Thanks all! Appreciate it! Any concerns witht he paint coming off over time? I've had other fake rocks in the past which had this issue, mostly from a major chain store. But what do you expect from one of those, right? My intention is to use a few of the larger ones & stack real rock on some of the others. Is it too fragile to do that you think?


----------



## gryhouse (Dec 27, 2004)

I wouldn't stack anything too heavy on it. As you can see - I leaned stuff on it... I have some smaller rocks stacked on my long/short piece of Aquael. I'm not very worried about the paint coming off. This stuff was designed for aquarium use, so I'm assuming they know what they are doing. Good luck! :thumb:


----------



## Box Of Water (Sep 24, 2005)

Thank you so much! I'll order some tomorrow!


----------



## RobD (Jun 25, 2004)

I bought those red lava resin rocks from a Big something.com place when I had my 46g bowfront. About 6 months later, the red was flaked off all over the place on all 4 pieces. This was the painted kind, because the interior was white. I gave them away to the person that bought my tank and haven't bought an artifical decoration since.


----------



## almo (Jun 24, 2006)

I never did see the big darw to these things. Perhaps in a 10 gallon or smaller, for the issue of weight. I guess the look nice enough. I have had a few such thing and they always go bad after a couple of year. In my experience anyway. I thought the prices were ok enough, as long as the give you combined shipping on larger orders.

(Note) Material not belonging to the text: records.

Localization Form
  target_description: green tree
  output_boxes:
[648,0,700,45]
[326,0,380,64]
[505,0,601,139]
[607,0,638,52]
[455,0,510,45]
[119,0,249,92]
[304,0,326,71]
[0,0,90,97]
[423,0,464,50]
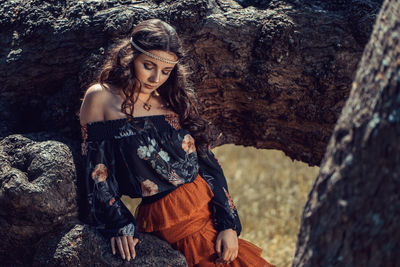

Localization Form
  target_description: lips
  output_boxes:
[144,84,154,89]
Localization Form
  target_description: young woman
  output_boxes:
[80,19,271,266]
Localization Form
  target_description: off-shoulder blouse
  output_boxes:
[82,113,241,238]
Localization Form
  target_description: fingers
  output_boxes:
[127,236,139,259]
[115,236,125,260]
[215,236,222,258]
[111,236,139,261]
[121,236,131,261]
[111,237,115,255]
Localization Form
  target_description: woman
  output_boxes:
[80,19,270,266]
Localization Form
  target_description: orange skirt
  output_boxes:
[137,175,274,267]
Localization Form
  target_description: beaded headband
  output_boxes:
[130,38,179,64]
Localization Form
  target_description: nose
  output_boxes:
[149,70,160,83]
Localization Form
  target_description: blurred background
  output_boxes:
[122,144,319,267]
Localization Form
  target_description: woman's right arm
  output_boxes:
[80,87,138,260]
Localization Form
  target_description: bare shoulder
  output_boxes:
[79,83,110,126]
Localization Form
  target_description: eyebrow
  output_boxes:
[144,59,174,70]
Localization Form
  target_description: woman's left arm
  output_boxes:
[198,149,242,236]
[198,149,242,263]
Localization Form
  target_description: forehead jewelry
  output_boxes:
[130,38,179,64]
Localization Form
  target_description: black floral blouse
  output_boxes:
[82,113,241,241]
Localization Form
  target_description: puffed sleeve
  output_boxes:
[82,124,138,239]
[198,149,242,236]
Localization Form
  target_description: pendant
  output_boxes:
[143,103,151,111]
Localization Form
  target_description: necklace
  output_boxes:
[138,93,153,111]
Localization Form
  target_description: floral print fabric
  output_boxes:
[82,114,241,238]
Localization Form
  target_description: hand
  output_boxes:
[111,235,139,261]
[215,229,239,264]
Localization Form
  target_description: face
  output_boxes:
[134,50,178,94]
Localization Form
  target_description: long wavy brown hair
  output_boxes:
[97,19,211,151]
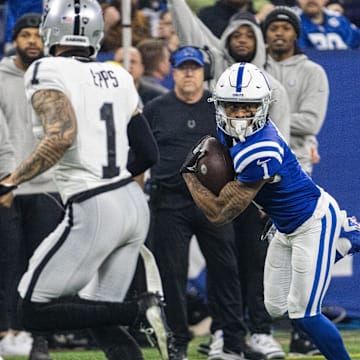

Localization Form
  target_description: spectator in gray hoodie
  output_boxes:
[168,0,290,139]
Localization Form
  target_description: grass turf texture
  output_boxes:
[4,330,360,360]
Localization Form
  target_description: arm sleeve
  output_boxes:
[168,0,221,48]
[0,109,15,179]
[127,114,159,176]
[269,76,290,142]
[290,63,329,136]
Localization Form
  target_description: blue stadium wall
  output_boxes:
[307,50,360,318]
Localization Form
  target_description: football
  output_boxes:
[196,137,235,195]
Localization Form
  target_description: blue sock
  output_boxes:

Personally I will just stick with good old natural rock.


----------



## DJRansome (Oct 29, 2005)

Some posts edited to remove vendor names and feedback so that we can keep all feedback in the Reviews section. Thanks!


----------



## Galloyien (Jun 22, 2009)

I bought 4 of these a year ago. They were all broken when they arrived. Lucky for me I was able to ship them back. I wouldn't suggest buying them.


----------



## Jonesboy75 (May 11, 2007)

I bought a large one a few years back and loved it. As someone else mentioned, they look great when coated with algae. I also attached several Java Ferns to mine to complete the natural look. I never had a problem with flaking or anything else but I only had it a year or two so I can't say what would happen to it over the course of time.


----------



## BoostedX (Mar 1, 2009)

Check these rocks out... http://kensfish.com/Chichlidstones.html They have a small vid of them actually in a tank and I have to admit they dont look that bad.. I dont personally have any of them.


----------